Good question. I think this is an oversight, rather than something intentional. e.g. we regularly compute log determinants of these matrices, and assume they'll be finite.

sethaxen commented 2 years ago

Ah, the main blocker here will be that there's currently no ChainRules rrule for qr, and since the primal function mutates, Zygote throws an error. From first glance, it doesn't look like there's a simpler rule we can use that doesn't involve the rrule for qr, which is really complicated. Looks like it might be time to try to get this in ChainRules.

Yup, that seems fine to me. I agree that the important property is that S+ADA' is positive definite -- it doesn't really matter whether either S or D are either positive-definite or diagonal.

Ah, I should note that the generalization still requires that S is positive definite. Otherwise our factorizations don't work. Also, if both S and D are diagonal and positive definite, the generalized implementations will be slower than the current implementations, since the generalization trades a thin QR decomposition for a diagonal Cholesky decomposition (necessary when D is not PD). This might be a reason to not compute the decompositions in the constructor and instead in each function choose the decomposition we use based on the satisfied constraints. If we went that route, we could make a non-breaking generalization, where Zygote would only fail if the current assumptions are not met.

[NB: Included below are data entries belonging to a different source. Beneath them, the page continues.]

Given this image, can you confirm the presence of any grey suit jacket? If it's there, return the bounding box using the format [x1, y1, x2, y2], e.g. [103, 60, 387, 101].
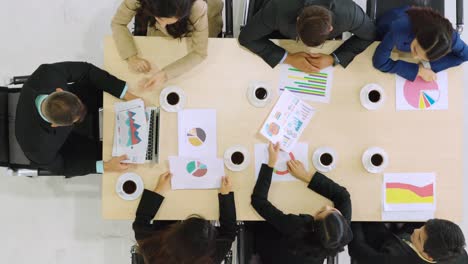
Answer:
[239, 0, 375, 67]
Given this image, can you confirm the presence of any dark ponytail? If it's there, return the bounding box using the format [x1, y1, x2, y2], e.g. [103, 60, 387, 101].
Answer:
[406, 7, 453, 61]
[135, 0, 195, 38]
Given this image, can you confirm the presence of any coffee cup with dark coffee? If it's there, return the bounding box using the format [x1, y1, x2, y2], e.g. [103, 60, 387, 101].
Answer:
[159, 86, 186, 112]
[122, 180, 137, 195]
[320, 153, 333, 166]
[247, 81, 272, 107]
[166, 92, 180, 105]
[360, 83, 385, 110]
[115, 172, 144, 201]
[224, 145, 250, 171]
[231, 151, 244, 165]
[312, 147, 337, 172]
[362, 147, 388, 173]
[255, 87, 268, 100]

sethaxen commented 2 years ago

e.g. we could do this:

function LinearAlgebra.logdet(W::WoodburyPDMat)
    C_S = cholesky(W.S)
    C = if W.D isa Diagonal && isposdef(W.D)
        C_D = cholesky(W.D)
        B = C_S.U' \ (W.A * C_D.U')
        Symmetric(muladd(B', B, I))
    else
        R = qr(C_S.U' \ W.A).R
        Symmetric(muladd(R, W.D * R', I))
    end
    C_C = cholesky(C)
    return logdet(C_S) + logdet(C_C)
end
willtebbutt commented 2 years ago

Ahhh I see. I'm slightly concerned about what this will do for type stability (if logdet is currently type-stable). I guess it might need a high-level rrule to circumvent any inference problems.

sethaxen commented 2 years ago

This should be type-stable. One could design a pathological case where e.g. D has special overloads for both left multiplication by UpperTriangular and right multiplication by LowerTriangular that produces a different type from B'B, but this seems unlikely to happen in the real world. I could check what happens if sparse arrays are used.

willtebbutt commented 2 years ago

Sorry, I mean on the reverse-pass, specifically with Zygote. It doesn't handle conditionals well, so it's likely that even though the primal should be stable, and each of the rules for each of the expressions is type stable, the forwards / reverse Zygote passes won't be.

sethaxen commented 2 years ago

Ugh, right. Well thankfully, with rrule_via_ad, that shouldn't be hard.